Paul "Silky" Jones (born 19 November 1966 in Sheffield, England) is a former World Boxing Champion, nicknamed “Silky” for his quickness and defensive prowess. He has a combined professional record of 31-12-1 (11 KOs) in the welterweight, light-middleweight, middleweight, and super middleweight divisions. He defeated rugged American Verno Phillips for the Light Middleweight World Championship on 22 November 1995. Phillips would go on to achieve World Championship status three more times.

== Early years ==
Jones turned pro in 1986, winning his first professional bout against Paul Gillings. Jones then participated in 4 more fights before moving to Toronto in order to gain experience, where he achieved 3 winning bouts including a 3rd-round KO against Tony Collier. Paul then returned to the UK and participated in 8 more fights before winning his first title against Jason Rowe. On 14 April 1995, Jones won the World Boxing Organization (WBO)'s Intercontinental title against Damien Denny, earning him the "KO of the year award". This then placed Jones as number 2 in the WBO rankings. Jones defended the title twice, remaining undefeated for more than 3 years.

== Capturing the Light Middleweight title ==
In 1995, Jones had a chance to compete for the championship. He entered the fight as the underdog but surprised the boxing world by winning the match. He won the WBO Light Middleweight title with a majority decision win over Verno Phillips, who later became the IBF Light Middleweight Champion. With the win, Jones became the first British-born Light Middleweight World Champion. Jones joined close friend and boxer Naseem Hamed as Sheffield's second world champion at the time. Hamed, who was also ringside for the fight, said, "Silkys' done the business tonight what a fight I knew he would win but not so easily".
The plan was for Jones to defend his WBO title against Bronco Banyon McKart of Bob Arum's Top Rank promotions. Both parties had a verbal agreement for the bout to be staged either in the UK or America but it did not materialize. However, Jones did go on to win the WBC Super Middle Weight International World Title. Jones' last fight was a points decision over the future EBU–EE Super Middleweight champion Kreshnik Qato. Jones retired in 2002 with a record of 31-12-1.

== WBO controversy ==
In late 2014, it came to light via social media that Jones had never received his actual title belt from the World Boxing Organization. Some boxing fans began a trending campaign on Twitter with the hashtag #GetSilkyHisBelt. Jones was finally awarded his belt in Doncaster at an event staged by former trainer Ian Allcock and John Sheppard on 10 July 2015. After 20 years of fighting against the WBO and British Boxing Board of Control, the belt arrived in England.

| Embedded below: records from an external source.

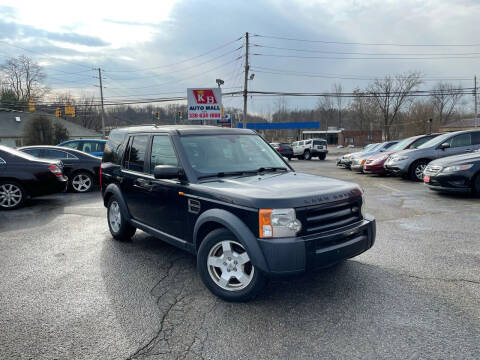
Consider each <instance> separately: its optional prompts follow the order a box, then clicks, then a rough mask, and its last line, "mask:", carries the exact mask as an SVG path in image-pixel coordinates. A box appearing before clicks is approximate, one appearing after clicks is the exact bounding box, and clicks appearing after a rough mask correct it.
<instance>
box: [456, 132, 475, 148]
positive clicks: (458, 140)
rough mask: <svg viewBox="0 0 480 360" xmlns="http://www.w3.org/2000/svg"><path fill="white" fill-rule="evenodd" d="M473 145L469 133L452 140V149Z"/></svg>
mask: <svg viewBox="0 0 480 360" xmlns="http://www.w3.org/2000/svg"><path fill="white" fill-rule="evenodd" d="M471 144H472V137H471V135H470V134H469V133H467V134H461V135H457V136H455V137H454V138H453V139H452V142H451V146H452V147H462V146H469V145H471Z"/></svg>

| Preceded byVerno Phillips | WBO light Middleweight Champion 22 November 1995– February 1996 Stripped | Succeeded byBronco McKart |

==Junior middleweight==

| Name: | Date: | Location: | Defenses: |
|---|---|---|---|
| US John David Jackson defeated Lupe Aquino | 8 December 1988 | Detroit, Michigan | 6 |
| Title vacated | 1993 | Jackson vacated the title to move up to Middleweight. His last defense was against Michele Mastrodonato on 19 December 1992 in San Severo, Italy |  |
| US Verno Phillips def. Lupe Aquino | 30 October 1993 | Phoenix, Arizona | 4 |
| GBR Paul Jones | 22 November 1995 | Sheffield, England | 0 |
| Title vacated | February 1996 | Jones was stripped of the title. |  |
| US Ronald "Winky" Wright | 17 May 1996 | Monroe, Michigan | 3 |
| NAM Harry Simon | 22 August 1998 | Temba, South Africa | 4 |
| Title vacated | July 2001 | Simon vacated the title to move up to Middleweight. His last defense was against Wayne Alexander on 10 February 2001 in Widnes, England |  |
| PUR Daniel Santos defeated Luis "Yori Boy" Campas | 16 March 2002 | Las Vegas, Nevada | 4 |
| UKR Sergiy Dzindziruk | 3 December 2005 | Magdeburg, Germany | 4 |

== Championships and accomplishments ==

- World Boxing Organization
- WBO Light Middleweight Championship
- WBO Inter-Continental Light Middleweight Championship
- 1995 World Boxing Organization Fighter of the Year
- 1995 World Boxing Organization KO of the year.
- World Boxing Council
- WBC International Super Middleweight Championship
- Commonwealth
- Commonwealth Middleweight Championship
- World records set in 2011- first ever boxer to commentate on a live boxing fight via YouTube.